Беда не в том, что скуден слог, фальшив загар, что нравы питерской шпаны вошли в каноны…
Народу Книги протрубил беду шофар, в приоритете псевдоумие и дроны…
А потому и вишенка, и торт, сарказм с претензией – нелепо неуместны,
убавить пафос, подзакрыть на время рот, и может быть – беда отступит повсеместно
*«Дама с горностаем», принадлежащая кисти Леонардо да Винчи. С мая 2017 года картина находится в Национальном музее Кракова.
** Скульптура Пикассо в Чикаго – неназванная монументальная скульптура, изображающая подобие большой железной птицы, с августа 1967-го года расположенная на одной из центральных площадей в сердце Чикаго. Автором архитектурной композиции является Пабло Пикассо.
Ладисполи VII
Ладиспольский февраль всех прочих февралей был мягче и теплей, но всё же безнадёжней.
Голосовую сталь и фразу – «не жалей…» я, праздный иудей, в себе не опорожню.
Стоящий на ветру у чёрного песка подросток-ренегат не в целом и не в общем,
там кофе поутру как есть, без молока, ни чёрного – утрат, ни белого, что проще…
Тирренская волна не взыщет ни гроша, Целан переведён с немецкого до Сены,
и выдано сполна, пусть даже не спеша, невыбранных времён –невзрачных и отменных…
Ладиспольский февраль, стремительный отсчёт любовей и смертей, веков и полнолуний,
в аэропорт и в даль, а там – как повезёт, в эклектике затей и превосходстве уний.
Покуда снятся сны, а значит – навсегда, всё будет хорошо, однажды, непременно…

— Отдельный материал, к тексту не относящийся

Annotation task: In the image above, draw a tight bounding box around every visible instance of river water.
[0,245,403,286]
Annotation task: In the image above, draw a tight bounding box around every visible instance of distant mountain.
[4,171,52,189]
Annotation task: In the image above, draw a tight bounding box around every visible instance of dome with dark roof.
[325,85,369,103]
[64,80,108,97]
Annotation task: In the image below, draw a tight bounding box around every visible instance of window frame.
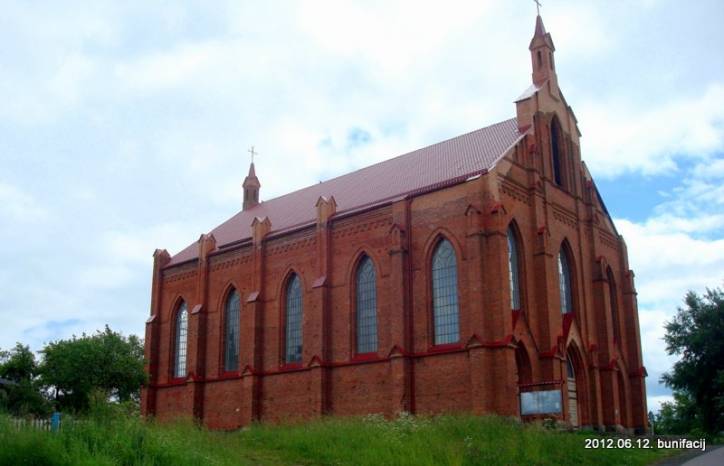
[506,222,523,311]
[353,253,379,356]
[281,272,304,367]
[557,243,576,315]
[221,286,242,373]
[171,299,189,380]
[428,236,461,347]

отсчёт – после войны –Ладисполи. Февраль из памяти пришлёт:
… то вместе, то поврозь, а то попеременно…
Констатация
Если правду, то наверно,
окруженье стало нервным,
рассчитались все на «первый»,
и «второй» – «сорок седьмой».
Сводки, словно в сорок первом,
многогранная Минерва
прослыла неправомерной,
в ней – то изморозь, то зной.
Потому бывает скверно,
в уравненьях с переменной
восприятье многомерно –
называется судьбой
Вселенский Декабрь
Здесь снега пребудет
по самые окна уже в декабре,
а вести с экранов
не станут теплее, скорее грустней.
Войска не построят на вылет
в фалангу и даже в каре.
Сезоны обманов,
как при фарисеях, плетут из теней.
Погашены свечи,
отложены книги до лучших времён,
военные сводки
затмили отсветы иных новостей…
Рождественский вечер,
и те, что в преддверии, глядят из окон,
у берега лодки
во льду до цитаты – «…будет апрель…».
Вполне вероятно,
что смена сезонов уже не в чести,
чем это чревато,
понять только лишь предстоит
надёжно и внятно,
янтарь доказательств, зажатых в горсти,
в благих постулатах,
в которые всё ещё верит пиит
Олдсмобили
Похоже, канули смешные времена
больших, уютных, неуклюжих Олсдсмобилей*
и снежных зим Мидвеста изобилий…
Где если чем и маялась страна,
то опереточной советскою угрозой,
какую Рейган постоянно побеждал.
А Мичиган озёрно отражал
всё многомерие чикагского мороза.
На проводной старинный телефон
звонила девочка на ленинградском русском,
а позже приходила в джинсах узких,
мы с ней не ведали, что не достроим дом…
Ускорились циклоны, и стихи
давно размножены и книжно, и журнально
в смешные времена, о чём банально
и не мечталось сквозь наброски и штрихи.
Жаль только, Олдсмобили не вернуть,
морозы, снег – невелика пропажа,
грех сетовать романтику со стажем,
когда глобальная вовсю крадётся жуть.
Только порой, взяв в понятые Мичиган,
вернувшись снова к улицам Чикаго,
едва осознаёшь, какое благо,
что всё скроилось в этот чудный план
*Канонический бренд американских автомобилей, производившихся с 1897-го по 2004-й год.
***
Иллюзии уходят, как листвав озябших переулках, мимолётом,
и приближение Сочельника в субботу
всё ненавязчиво расставит по местам:
бесснежие печали, две войны,
непраздничность, как прежде новогодья
и то, как бескорыстно старомоден
мой зыбкий мир для кошек и жены.
У приозёрных прерий свой удел
размеренных и чётких меланхолий
берёз, убитых во дворе… сменила хвоя.
А я смирился, и забылся – полон дел.
Грустить с надрывом – роскошь дураков,
в которых числиться – лиха беда начало,
сказуемое – лодка у причала
на отражении беспечных облаков.
Декабрь простужен, предсказуем, неумел,
но органичен в степени уюта,
что в целом – неразменная валюта
даже для тех, кто к январю уже взлетел
***
Зимой високосного года претит взывать к снисхождению кариатид
и слыть понимающим, светлым – в порывах слепящего ветра.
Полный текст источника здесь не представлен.